# $400,000 5 story squarium



## MacFan (Jul 30, 2006)

http://ifitshipitshere.blogspot.com/2012/02/footballer-thierry-henry-to-add-5-story.html


----------



## Travis.808 (Apr 2, 2009)

Waaoooow!!


----------



## wwh2694 (Aug 15, 2008)

How will u clean it? Lol


----------



## mindnova (Jan 22, 2008)

"One tank designer, who asked not to be named, said: ‘Our client list tends to be male-dominated and they are looking for status symbols and showpieces."

Sadly it will probably become one big killing machine with trophy fish being killed by the dozens as disposable status symbols.


----------



## fishyjoe24 (May 18, 2010)

you can get certified to scuba, or get a scuba diver to clean it. I could see a whole bunch of saltwater fish going in to that don't together, and killing each other. triggers eatting chromis, and then the dude going oh well I can buy some more.. but they won't even cycle the tank.....


----------



## Silvering (Jun 10, 2011)

Really? Isn't he going to be paying somebody else for upkeep and maintenance, and I would think they would know what they're doing as far as stocking. It's four stacked tanks, so he could have a variety without going into "bloodbath" territory. 
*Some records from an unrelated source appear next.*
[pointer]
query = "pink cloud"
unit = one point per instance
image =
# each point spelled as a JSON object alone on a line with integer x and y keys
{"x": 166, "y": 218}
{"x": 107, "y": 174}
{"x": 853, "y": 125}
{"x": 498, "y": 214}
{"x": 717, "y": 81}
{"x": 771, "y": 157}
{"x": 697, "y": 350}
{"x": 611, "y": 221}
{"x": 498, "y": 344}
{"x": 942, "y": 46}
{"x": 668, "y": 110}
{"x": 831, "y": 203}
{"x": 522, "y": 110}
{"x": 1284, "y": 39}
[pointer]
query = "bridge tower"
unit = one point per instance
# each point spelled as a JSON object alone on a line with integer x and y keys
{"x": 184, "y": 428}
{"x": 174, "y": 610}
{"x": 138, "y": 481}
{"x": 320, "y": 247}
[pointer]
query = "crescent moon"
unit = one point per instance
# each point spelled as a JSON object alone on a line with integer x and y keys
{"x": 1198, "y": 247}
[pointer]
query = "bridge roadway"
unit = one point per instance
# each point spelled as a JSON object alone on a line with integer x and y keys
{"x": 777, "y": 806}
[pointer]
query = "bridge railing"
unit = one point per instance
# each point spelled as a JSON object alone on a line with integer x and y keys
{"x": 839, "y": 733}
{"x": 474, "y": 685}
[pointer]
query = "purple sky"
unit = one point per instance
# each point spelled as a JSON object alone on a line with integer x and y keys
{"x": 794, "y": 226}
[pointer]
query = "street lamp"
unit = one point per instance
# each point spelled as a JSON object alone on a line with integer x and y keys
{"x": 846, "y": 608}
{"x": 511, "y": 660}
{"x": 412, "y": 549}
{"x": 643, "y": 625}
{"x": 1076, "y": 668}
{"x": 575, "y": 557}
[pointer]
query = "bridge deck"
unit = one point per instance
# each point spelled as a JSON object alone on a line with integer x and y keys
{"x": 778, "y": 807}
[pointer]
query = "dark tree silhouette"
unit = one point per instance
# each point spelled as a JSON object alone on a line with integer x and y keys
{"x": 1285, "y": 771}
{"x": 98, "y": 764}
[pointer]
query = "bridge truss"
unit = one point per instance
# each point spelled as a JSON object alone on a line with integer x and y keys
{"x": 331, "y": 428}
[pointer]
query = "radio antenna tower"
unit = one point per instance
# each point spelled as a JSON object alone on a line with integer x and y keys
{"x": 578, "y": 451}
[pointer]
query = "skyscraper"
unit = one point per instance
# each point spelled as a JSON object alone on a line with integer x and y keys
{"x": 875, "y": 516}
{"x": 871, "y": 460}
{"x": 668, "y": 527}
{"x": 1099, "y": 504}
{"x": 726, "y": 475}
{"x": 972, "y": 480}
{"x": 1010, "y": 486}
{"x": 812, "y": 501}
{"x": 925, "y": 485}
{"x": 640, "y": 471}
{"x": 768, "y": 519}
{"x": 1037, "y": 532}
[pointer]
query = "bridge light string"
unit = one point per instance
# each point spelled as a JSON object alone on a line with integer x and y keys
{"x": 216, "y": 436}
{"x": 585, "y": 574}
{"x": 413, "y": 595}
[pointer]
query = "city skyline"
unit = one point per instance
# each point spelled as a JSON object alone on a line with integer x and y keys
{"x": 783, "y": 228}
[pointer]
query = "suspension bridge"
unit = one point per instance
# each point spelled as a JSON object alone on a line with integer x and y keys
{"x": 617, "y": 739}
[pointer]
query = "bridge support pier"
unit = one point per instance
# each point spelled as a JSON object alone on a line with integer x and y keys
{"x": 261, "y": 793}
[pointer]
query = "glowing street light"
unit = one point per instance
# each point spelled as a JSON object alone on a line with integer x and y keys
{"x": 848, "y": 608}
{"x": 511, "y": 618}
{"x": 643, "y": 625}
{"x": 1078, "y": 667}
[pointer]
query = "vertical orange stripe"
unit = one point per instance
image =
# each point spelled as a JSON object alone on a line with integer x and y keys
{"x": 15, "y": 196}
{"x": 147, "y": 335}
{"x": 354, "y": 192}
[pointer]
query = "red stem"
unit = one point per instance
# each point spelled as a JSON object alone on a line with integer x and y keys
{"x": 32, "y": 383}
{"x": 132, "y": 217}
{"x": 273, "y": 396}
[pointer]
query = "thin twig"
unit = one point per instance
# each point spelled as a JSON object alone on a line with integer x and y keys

I don't think I want one of those for myself, I'll take that aquascaped pond from awhile back instead. XD


----------



## digital_gods (Apr 23, 2010)

That looks like a project for the guys off of Tanked. I'd hate to see what the monthly costs would be to maintain it and power consumption.


----------



## MacFan (Jul 30, 2006)

According to the article, it will actually be composed of 4 stacked tanks that give the illusion of one giant tank but make it easier to maintain. Anyone with that kind of cash isn't maintaining their own tanks, I'm sure the fish will be fine.


----------



## DonaldmBoyer (Aug 18, 2005)

Lol!! Ggggooooooooooooooooaaaaaaaaaaaaaaaaaaaaalllllllllllll!!!!!!!!!


----------